Herat had always been a relatively liberal place where women would dance at weddings and many girls went to school - but the Taliban were determined to put an end to all that. Mr Hassani and his men were told to be particularly cruel to Heratis.
It was his experience of that cruelty that made Mr Hassani determined to let the world know what was happening in Afghanistan. "Maybe the worst thing I saw," he said, "was a man beaten so much, such a pulp of skin and blood, that it was impossible to tell whether he had clothes on or not. Every time he fell unconscious, we rubbed salt into his wounds to make him scream.
"Nowhere else in the world has such barbarity and cruelty as in Afghanistan. At that time I swore an oath that I will devote myself to the Afghan people and telling the world what is happening."
Before he could escape, however, because he comes from the same tribe, he spent time as a bodyguard for Mullah Omar, the reclusive spiritual leader of the Taliban.
"He's medium height, slightly fat, with an artificial green eye which doesn't move, and he would sit on a bed issuing instructions and giving people dollars from a tin trunk," said Mr Hassani. "He doesn't say much, which is just as well as he's a very stupid man. He knows only how to write his name `Omar' and sign it.
"It is the first time in Afghanistan's history that the lower classes are governing and by force. There are no educated people in this administration - they are all totally backward and illiterate.
"They have no idea of the history of the country and although they call themselves mullahs they have no idea of Islam. Nowhere does it say men must have beards or women cannot be educated; in fact, the Koran says people must seek education."
He became convinced that the Taliban were not really in control. "We laughed when we heard the Americans asking Mullah Omar to hand over Osama bin Laden," he said. "The Americans are crazy.

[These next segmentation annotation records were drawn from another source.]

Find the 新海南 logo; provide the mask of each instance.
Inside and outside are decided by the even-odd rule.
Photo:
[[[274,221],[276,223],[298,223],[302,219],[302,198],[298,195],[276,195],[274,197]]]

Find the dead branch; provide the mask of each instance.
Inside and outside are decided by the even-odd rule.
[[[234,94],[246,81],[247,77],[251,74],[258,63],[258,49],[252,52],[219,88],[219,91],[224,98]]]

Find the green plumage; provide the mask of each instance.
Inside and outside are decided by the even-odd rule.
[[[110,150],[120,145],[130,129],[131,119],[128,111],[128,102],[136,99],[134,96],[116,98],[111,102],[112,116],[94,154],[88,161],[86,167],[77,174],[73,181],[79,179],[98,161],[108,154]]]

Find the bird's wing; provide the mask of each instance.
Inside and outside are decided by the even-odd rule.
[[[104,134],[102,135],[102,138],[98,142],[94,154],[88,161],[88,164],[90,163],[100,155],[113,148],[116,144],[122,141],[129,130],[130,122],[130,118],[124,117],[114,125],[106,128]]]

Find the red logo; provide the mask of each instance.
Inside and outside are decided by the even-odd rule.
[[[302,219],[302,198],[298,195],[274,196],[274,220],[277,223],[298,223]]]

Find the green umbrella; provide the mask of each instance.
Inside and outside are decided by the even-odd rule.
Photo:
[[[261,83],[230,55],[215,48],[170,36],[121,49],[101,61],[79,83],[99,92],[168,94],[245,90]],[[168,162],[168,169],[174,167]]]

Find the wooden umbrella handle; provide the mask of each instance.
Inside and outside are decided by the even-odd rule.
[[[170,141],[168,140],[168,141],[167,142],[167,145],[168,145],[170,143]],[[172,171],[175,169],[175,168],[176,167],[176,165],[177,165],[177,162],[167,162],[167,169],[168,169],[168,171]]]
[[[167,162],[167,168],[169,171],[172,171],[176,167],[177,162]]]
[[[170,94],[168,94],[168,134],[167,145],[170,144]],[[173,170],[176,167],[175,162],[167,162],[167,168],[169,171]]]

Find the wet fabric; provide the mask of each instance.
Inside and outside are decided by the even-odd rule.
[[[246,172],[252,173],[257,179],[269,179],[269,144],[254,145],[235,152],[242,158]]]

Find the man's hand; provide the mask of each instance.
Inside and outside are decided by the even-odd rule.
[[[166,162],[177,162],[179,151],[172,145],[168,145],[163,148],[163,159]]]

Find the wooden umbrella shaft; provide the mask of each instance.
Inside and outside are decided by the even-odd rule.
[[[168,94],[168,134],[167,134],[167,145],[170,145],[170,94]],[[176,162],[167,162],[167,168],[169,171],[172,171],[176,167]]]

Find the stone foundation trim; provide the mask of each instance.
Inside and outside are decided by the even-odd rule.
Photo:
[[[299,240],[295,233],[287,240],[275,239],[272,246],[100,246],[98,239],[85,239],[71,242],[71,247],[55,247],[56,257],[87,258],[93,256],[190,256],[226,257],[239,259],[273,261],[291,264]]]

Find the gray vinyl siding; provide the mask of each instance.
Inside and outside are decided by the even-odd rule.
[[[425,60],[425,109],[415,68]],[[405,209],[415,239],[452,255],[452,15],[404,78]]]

It is Osama bin Laden who can hand over Mullah Omar - not the other way round."
While stationed in Kandahar, he often saw bin Laden in a convoy of Toyota Land Cruisers all with darkened windows and festooned with radio antennae. "They would whizz through the town, seven or eight cars at a time. His guards were all Arabs and very tall people, or Sudanese with curly hair."
He was also on guard once when bin Laden joined Mullah Omar for a bird shoot on his estate. "They seemed to get on well," he said. "They would go fishing together, too - with hand grenades."
The Arabs, according to Mr Hassani, have taken de facto control of his country. "All the important places of Kandahar are now under Arab control - the airport, the military courts, the tank command."
Twice he attended Taliban training camps and on both occasions they were run by Arabs as well as Pakistanis. "The first one I went to lasted 10 days in the Yellow Desert in Helmand province, a place where the Saudi princes used to hunt, so it has its own airport.
It was incredibly well guarded and there were many Pakistanis there, both students from religious schools and military instructors. The Taliban is full of Pakistanis."
He was told that if he died while fighting under the white flag of the Taliban, he and his family would go to paradise. The soldiers were given blank marriage certificates signed by a mullah and were encouraged to "take wives" during battle, basically a licence to rape.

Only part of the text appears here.